Every Couple Should Avoid Making
Wedding planning can be an incredibly stressful process, but it doesn’t have to be! A lot of this stress is unnecessarily caused by things that can be easily avoided with a little preparation, strategy, and communication. I’ve identified 10 of the biggest mistakes I help engaged couples avoid. Before you run out and book a venue, give it a read.
Not having a wedding budget. I really can’t stress enough how important it is to have an understanding of what you are able/want to spend on your wedding before you so much as consider a date. I know conversations about finances can be uncomfortable but I promise you if you have these discussions early on, your planning process will be much smoother. Reminder: having an unlimited budget is not a budget.
Hiring vendors before establishing a detailed budget. I know you’re excited. You should be! However, I strongly urge you to hold off on signing contracts and checks before you establish your budget and allocate funds to specific budget categories (venue, florals, DJ, invitations, etc). Breaking down your total estimated spend will allow you to spend wisely and intentionally. Side note: take most of the information you find on the internet about average wedding costs with a grain of salt. The “average” cost of something considers many variables that may not be applicable to you. Establish your budget and then make it work to your advantage within the parameters that apply to you.
Inviting every person on your guest list. With every budget comes a guest cap. Sometimes the cap is driven by space limitations at your venue. Most times it’s driven by the total you are able to spend per guest. Head count impacts everything from invitations to chairs to number of tables (and linens) to number of buses you need for guest transportation (if that’s important to you) and more. You can read more from me about guest list management here.
Not hiring full service caterers. Guys. Would you hire a someone to clean half of your teeth or only cut the hair on one side of your head? I hope not. In the same spirit, you should only hire full service caterers. A full service caterer is someone who will not only prepare and deliver the food but will, at a minimum, attend your final walk through at the venue to discuss the details of your event, provide the appropriate number of staff to successfully execute your dinner service, manage the event from a catering standpoint (including the busing of tables and high boys - nothing is more disgusting than a table full of used glasses), provide standard linens, flatware, and dinnerware, will be responsible for setting the tables, clean the kitchen at the conclusion of the event, haul off all garbage, and will sweep the venue if the venue requires outside staff to do so.
Having a plan B that you don’t really love. You can’t control the weather but you can control how it impacts your wedding day. Assuming there will be no inclement weather on your wedding day is a gamble you shouldn’t be willing to take, especially if any portion of your event takes place outdoors. Because you may have to implement this plan, it’s important that you love it just as much as your plan A. Your backup plan should take every logistical detail into consideration as if it were your primary plan. It might be a little time consuming to think through this on the front end but I promise you will be happy you did.

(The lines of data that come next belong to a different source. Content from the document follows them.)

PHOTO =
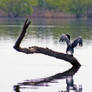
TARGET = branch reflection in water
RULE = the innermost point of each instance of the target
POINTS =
(68, 75)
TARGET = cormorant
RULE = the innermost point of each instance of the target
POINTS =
(71, 46)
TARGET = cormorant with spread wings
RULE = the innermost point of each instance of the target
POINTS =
(71, 46)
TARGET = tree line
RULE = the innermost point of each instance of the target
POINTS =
(16, 8)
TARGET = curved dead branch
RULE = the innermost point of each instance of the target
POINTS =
(46, 51)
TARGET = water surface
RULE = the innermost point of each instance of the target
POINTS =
(16, 67)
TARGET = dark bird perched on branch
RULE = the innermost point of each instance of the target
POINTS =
(71, 46)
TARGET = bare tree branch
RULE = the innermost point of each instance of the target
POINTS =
(46, 51)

Booking vendors without taking your wedding day schedule into account. Want photos of you and your girlfriends in your robes AND want the photographer to stay for the final send off? You are going to need more than 6 hours of photography coverage. Want 8 bridesmaids to have hair and makeup services but not have to start getting ready at 6 AM? Hire enough stylists out of the gate to complete the task in a timely manner. The point is, don’t hire vendors for the minimum amount of time with the minimum amount of staff before thinking through the logistics of your day.
Being inconsiderate of guest comfort and logistics. It’s YOUR day. I agree! However, this doesn’t release you from treating your wedding party and guests with basic courtesy. In fact, not doing so can drive off a fair amount of guests before the dancing even begins. Having an outside wedding in the South in August? Provide a water station and hand held fans. Have 200 guests? Spring for more than 1 bartender. Are you planning on a 60 minute cocktail hour? Plan on having some small round tables with seats for older guests. Having an outdoor reception at night? Make sure you have enough light for people to see where they are walking. A little bit of thought goes a long way.

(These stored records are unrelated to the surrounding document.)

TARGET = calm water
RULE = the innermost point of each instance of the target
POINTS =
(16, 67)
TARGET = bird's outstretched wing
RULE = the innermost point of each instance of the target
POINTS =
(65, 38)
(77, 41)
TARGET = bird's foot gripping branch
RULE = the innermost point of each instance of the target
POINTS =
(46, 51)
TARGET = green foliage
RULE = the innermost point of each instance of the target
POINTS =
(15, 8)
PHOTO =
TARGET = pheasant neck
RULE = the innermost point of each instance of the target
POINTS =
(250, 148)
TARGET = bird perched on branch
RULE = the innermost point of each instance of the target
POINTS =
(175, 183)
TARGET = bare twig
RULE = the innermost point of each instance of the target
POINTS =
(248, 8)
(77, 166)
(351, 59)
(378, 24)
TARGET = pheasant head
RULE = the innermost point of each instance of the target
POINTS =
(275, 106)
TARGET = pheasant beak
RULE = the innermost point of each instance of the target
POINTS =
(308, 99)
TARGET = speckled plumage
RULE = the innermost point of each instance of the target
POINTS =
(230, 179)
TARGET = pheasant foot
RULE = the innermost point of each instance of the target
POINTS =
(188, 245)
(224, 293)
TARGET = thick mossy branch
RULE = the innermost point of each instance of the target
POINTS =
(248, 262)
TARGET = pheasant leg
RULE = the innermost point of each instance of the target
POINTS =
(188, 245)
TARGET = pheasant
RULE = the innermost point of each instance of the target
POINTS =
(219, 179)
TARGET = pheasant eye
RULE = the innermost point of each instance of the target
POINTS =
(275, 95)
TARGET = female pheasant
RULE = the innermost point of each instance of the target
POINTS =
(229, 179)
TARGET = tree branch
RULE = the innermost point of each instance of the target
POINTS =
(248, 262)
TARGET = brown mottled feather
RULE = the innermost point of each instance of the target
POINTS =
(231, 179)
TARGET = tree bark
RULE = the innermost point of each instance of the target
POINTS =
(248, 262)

Hiring vendors purely based on price. All I can say about this is you get what you pay for. You don’t have to pay the highest price in town but don’t base your decision on cost alone.
Not being flexible. It’s always good to be open minded when you are in the throes of planning a wedding. This is especially true when it comes to a wedding date and finding a venue. If you are intent on getting married during peak wedding season in your area at a very popular venue, you will need to have several dates in mind. If you are dead set on a date because you know it’s your favorite football team’s bye week, then you will need to be flexible on venue location. Period.
Being stressed about the little things. At the end of the day you will only remember the moments, big and small. You won’t remember if the photos were in the correct order on the memory table, if the ribbons were tied correctly on your welcome bags, or if the caterer put the butter on the tables in time (side note: you will always remember who RSVP’d yes and then called you the day before the wedding to cancel). So don’t stress about the little things. Let your wedding planner or coordinator worry about the minutia.